By Lee Hyo-sik
The number of workers in their 20s and 30s has fallen to an all-time low, making Korea's workforce older and weakening its economic vitality.
According to the National Statistical Office (NSO) Wednesday, the number of people in their 20s and 30s who are employed dropped 1.2 percent to 9.92 million last year from 10.03 million in 2007, falling to below the 10 million for the first time since the statistical office began compiling such data.
The number of workers in their 20s decreased 2.5 percent to 3.89 million during the one-year period, while 30-somethings declined 0.4 percent to 6.03 million.
Additionally, the number of workers aged 20-49, the most economically active population, fell 0.4 percent to 16.51 million last year from 2007, accounting for 69.8 percent of the total labor force of 23.58 million, down from 70.5 percent a year ago.

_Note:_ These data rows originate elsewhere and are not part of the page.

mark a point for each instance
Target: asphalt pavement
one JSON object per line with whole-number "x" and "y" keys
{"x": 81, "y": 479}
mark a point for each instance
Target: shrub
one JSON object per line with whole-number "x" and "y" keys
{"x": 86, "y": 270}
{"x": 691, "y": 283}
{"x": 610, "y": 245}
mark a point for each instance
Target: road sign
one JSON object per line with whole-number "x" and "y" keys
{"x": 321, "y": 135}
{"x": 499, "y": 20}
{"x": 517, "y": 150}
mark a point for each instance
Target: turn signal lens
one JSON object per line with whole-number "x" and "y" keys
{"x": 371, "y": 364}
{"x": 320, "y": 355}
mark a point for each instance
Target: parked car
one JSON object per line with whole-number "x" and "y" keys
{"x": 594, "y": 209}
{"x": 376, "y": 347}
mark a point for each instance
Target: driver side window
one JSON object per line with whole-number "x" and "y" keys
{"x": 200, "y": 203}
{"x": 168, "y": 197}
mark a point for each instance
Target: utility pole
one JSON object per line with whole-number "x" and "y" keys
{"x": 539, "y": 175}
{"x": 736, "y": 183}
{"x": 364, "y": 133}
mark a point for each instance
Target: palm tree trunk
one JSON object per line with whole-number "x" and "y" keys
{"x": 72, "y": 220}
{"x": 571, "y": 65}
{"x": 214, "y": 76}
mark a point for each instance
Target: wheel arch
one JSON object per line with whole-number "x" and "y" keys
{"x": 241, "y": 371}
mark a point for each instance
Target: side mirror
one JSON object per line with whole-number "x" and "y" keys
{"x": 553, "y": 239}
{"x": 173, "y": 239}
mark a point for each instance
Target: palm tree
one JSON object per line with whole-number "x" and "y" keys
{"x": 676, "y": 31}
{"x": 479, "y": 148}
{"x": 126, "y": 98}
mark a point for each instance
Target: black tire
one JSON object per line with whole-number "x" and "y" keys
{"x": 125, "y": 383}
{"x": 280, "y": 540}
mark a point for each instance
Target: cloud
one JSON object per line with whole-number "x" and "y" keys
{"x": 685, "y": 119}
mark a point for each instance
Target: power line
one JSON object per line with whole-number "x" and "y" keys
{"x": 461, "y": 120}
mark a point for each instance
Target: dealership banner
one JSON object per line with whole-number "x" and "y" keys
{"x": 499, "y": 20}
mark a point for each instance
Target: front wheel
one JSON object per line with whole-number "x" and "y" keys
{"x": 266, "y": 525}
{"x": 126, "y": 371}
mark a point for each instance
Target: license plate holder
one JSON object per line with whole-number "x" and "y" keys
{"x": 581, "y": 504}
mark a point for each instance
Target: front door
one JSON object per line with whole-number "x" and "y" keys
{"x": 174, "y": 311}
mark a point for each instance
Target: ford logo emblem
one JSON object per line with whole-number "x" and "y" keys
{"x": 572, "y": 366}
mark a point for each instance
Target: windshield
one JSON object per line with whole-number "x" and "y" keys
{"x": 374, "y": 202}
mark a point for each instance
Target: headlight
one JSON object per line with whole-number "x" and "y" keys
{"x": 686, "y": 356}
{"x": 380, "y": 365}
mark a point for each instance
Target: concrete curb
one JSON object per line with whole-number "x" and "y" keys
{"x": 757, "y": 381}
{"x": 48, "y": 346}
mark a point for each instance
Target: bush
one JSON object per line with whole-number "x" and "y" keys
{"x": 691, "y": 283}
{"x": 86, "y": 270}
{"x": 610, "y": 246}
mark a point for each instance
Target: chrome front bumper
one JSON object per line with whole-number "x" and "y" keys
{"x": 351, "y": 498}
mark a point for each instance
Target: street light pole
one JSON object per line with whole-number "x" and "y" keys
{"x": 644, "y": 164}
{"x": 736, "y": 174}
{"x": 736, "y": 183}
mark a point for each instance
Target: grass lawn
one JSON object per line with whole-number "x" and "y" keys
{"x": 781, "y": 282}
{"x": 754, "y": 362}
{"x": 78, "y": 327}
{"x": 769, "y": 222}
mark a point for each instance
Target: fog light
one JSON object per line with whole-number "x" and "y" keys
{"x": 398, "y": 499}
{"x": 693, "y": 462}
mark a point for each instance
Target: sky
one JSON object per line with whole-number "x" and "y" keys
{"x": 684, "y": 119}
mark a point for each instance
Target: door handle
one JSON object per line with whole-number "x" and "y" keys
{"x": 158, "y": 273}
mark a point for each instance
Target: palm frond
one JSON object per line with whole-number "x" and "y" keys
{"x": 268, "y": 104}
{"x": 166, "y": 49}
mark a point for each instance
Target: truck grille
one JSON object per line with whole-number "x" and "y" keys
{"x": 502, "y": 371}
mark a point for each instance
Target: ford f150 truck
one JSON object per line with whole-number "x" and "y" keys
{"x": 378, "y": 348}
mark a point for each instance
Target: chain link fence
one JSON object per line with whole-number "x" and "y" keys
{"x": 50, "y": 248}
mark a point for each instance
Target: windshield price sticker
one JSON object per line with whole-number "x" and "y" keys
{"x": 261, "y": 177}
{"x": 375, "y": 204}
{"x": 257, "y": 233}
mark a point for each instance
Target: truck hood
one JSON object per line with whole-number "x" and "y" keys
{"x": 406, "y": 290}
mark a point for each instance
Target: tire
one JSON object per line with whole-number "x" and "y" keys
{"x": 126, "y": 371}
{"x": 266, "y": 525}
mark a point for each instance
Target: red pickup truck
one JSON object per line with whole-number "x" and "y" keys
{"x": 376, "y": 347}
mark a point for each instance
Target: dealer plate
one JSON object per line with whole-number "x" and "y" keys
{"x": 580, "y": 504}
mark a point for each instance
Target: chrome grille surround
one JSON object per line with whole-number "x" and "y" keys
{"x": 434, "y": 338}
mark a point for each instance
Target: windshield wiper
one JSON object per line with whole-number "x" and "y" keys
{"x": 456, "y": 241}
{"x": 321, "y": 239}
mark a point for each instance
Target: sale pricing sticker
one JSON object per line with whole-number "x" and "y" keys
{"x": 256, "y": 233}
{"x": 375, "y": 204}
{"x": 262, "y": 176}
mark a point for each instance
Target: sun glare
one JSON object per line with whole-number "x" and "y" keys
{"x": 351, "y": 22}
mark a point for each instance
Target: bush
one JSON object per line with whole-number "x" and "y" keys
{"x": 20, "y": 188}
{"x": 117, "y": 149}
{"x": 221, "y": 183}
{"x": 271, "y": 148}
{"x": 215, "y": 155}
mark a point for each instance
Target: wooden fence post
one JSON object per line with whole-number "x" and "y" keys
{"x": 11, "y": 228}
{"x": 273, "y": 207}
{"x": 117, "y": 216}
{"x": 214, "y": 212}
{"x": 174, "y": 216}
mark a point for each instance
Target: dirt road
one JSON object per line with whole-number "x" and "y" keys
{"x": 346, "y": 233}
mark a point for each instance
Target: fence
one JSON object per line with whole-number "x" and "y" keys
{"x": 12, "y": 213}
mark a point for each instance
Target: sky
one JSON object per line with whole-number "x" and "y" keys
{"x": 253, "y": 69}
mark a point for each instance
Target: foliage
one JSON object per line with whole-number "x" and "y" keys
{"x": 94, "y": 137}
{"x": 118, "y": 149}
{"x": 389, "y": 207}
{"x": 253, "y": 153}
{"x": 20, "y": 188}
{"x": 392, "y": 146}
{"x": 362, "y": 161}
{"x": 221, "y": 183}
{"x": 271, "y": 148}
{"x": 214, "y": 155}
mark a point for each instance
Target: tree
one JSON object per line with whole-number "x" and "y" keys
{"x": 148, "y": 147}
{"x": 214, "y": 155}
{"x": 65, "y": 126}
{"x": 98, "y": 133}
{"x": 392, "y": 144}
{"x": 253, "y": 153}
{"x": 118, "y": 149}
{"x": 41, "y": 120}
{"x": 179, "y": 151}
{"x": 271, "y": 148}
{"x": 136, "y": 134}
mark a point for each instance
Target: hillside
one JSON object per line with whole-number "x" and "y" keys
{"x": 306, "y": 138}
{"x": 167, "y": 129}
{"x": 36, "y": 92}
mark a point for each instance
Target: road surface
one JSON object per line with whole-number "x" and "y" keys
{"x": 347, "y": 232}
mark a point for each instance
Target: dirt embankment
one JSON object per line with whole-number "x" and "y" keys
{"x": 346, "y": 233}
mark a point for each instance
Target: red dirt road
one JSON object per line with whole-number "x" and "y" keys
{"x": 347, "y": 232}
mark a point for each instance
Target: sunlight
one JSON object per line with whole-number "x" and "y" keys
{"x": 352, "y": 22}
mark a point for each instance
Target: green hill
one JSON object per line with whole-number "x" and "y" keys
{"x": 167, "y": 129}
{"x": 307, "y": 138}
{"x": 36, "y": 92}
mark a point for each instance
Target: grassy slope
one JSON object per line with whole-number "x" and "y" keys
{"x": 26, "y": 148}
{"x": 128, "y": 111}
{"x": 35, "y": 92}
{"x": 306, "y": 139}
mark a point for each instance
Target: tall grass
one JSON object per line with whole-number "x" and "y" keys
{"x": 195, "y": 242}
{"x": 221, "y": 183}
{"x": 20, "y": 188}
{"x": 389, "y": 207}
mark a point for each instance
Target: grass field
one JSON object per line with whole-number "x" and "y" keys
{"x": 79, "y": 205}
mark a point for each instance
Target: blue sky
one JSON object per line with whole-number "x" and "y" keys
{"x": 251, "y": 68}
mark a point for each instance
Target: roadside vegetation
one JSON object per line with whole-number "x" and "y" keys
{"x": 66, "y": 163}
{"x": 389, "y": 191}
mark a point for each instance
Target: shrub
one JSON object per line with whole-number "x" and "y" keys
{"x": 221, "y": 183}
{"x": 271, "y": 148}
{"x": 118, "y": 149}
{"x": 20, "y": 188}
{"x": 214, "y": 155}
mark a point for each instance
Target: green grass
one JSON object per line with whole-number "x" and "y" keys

Domestic companies have been downsizing their workforces recently in the wake of the global financial credit crunch and economic downturn, hitting university and high school graduates particularly hard.
Analysts also say the number of workers among the 20- and 30-somethings has decreased over the years, as they tend to shy away from low paying, labor-intensive jobs. Instead, many university graduates are studying longer to get decent work that offers higher salaries and greater job security. Such jobs have become more difficult to obtain due to a decrease in their number and increased competition among jobseekers.
Conversely, the number of workers aged over 40 has increased. Employees in their 40s rose 1 percent to 6.55 million in December from a year earlier, while those aged over 50 increased 3.4 percent to 6.94 million over the same period, according to the statistical office.
Workers over 50 accounted for 29.4 percent of the workforce in 2008, up from 28.7 percent, as more senior citizens took low paying and manual jobs in the service sector, replacing younger employees.
An NSO official said a growing number of older Koreans, including retirees, are entering the labor market, as they are forced to continue working due to inadequate retirement savings. He said the majority of older workers engage in low-paid positions, usually involving manual service-sector labor.
The job market is expected to tighten further this year. In December, the world's 13th largest economy had lost 12,000 jobs year-on-year compared to the same month in 2007.
The Korea Economic Research Institute predicted the nation will lose about 100,000 jobs this year, the first time since 2003, when 30,000 jobs disappeared following the bursting of the credit card bubble.
The Samsung Economic Research Institute (SERI) also expected the number of new job offerings to decline by 30,000 this year. The LG Economic Research Institute said the economy will lose about 40,000 jobs, adding the dismissal of non-regular workers, early retirement programs and corporate retrenchment, among other factors, will hit the nation's labor market hard.
The Bank of Korea (BOK) and the Korea Institute of Finance predicted the number of employed people will increase by 40,000 and 20,000 this year, respectively.